The ultimate style of the player will dictate which type of movement patterns he or she should use. Close to the table blockers will use many one-step movements or small jump steps. Strong loop players will inevitably use the cross-step to reach the wide ball (pivoting on the left foot for a RH player) and defenders should train at moving in and out. However with the modern game both close and deep, movements which retain a square position are preferable. Movement is one of the most critical parts of any young player’s development and yet very few countries in Europe work constructively with footwork patterns at an early age. It is particularly important that you establish a pattern with a young player that can grow with the player, (can a sidestep pattern be easily developed into a cross-step?). It is also a priority in the ‘modern’ game, where we have limited time that footwork is economical, one big step is preferable to many small ones.

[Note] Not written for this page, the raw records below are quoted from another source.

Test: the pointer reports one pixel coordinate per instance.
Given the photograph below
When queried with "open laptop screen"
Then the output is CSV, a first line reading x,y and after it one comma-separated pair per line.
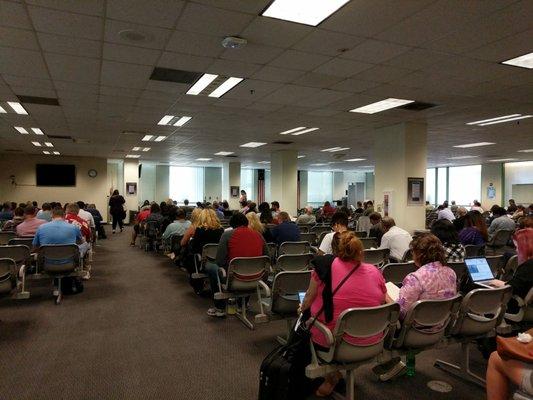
x,y
479,269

Among the world’s elite (especially the Asian players) the FH is still the dominant stroke and many men players will still move more in order to bring this wing into play. (Among the top European men because of the increase in the basic minimal speed many now use the BH from the middle or even from the FH side against the serve. It will be interesting to see if this tactic, which has been common amongst the women for many years, will become the norm in the men’s game).

Perhaps here a warning should be issued to women trying to use the FH over the whole table as some top men do. The women’s game is rather faster as they stand closer to the table, hit the ball earlier and flatter. Often they have less time to move and to react between shots. Also overall their physical capabilities can be reckoned as between 15 – 30% lower than the male. These factors can make the difference between success and failure at top level when women try to emulate the men.

For a top player to execute strong topspin from FH and BH corners with FH and BH consecutively takes around 0.6 of a second. However to do the same with just the FH wing will take almost 1.0 second. This is quite a big time difference at top level. FH play over the whole table is also asymmetrical (by this we mean one-sided and unbalanced movement). Symmetrical play is clearly superior from the point of view of economy of movement, the only downside being that the BH topspin is generally less powerful than the FH.

A change to more symmetrical play requires that the BH topspin be of the same quality as the FH. This can be achieved by use of what we call the tennis BH. Here with a quarter rotation backwards, taking the ball off the left hip, leading with the right elbow and using good rotation and very fast forearm action, the stroke can be upgraded to a similar power and speed as the FH. Certainly in the future it is becoming obvious that in the light of the speed of the modern game, play will become more and more ‘symmetrical’ and that this will be the way forward.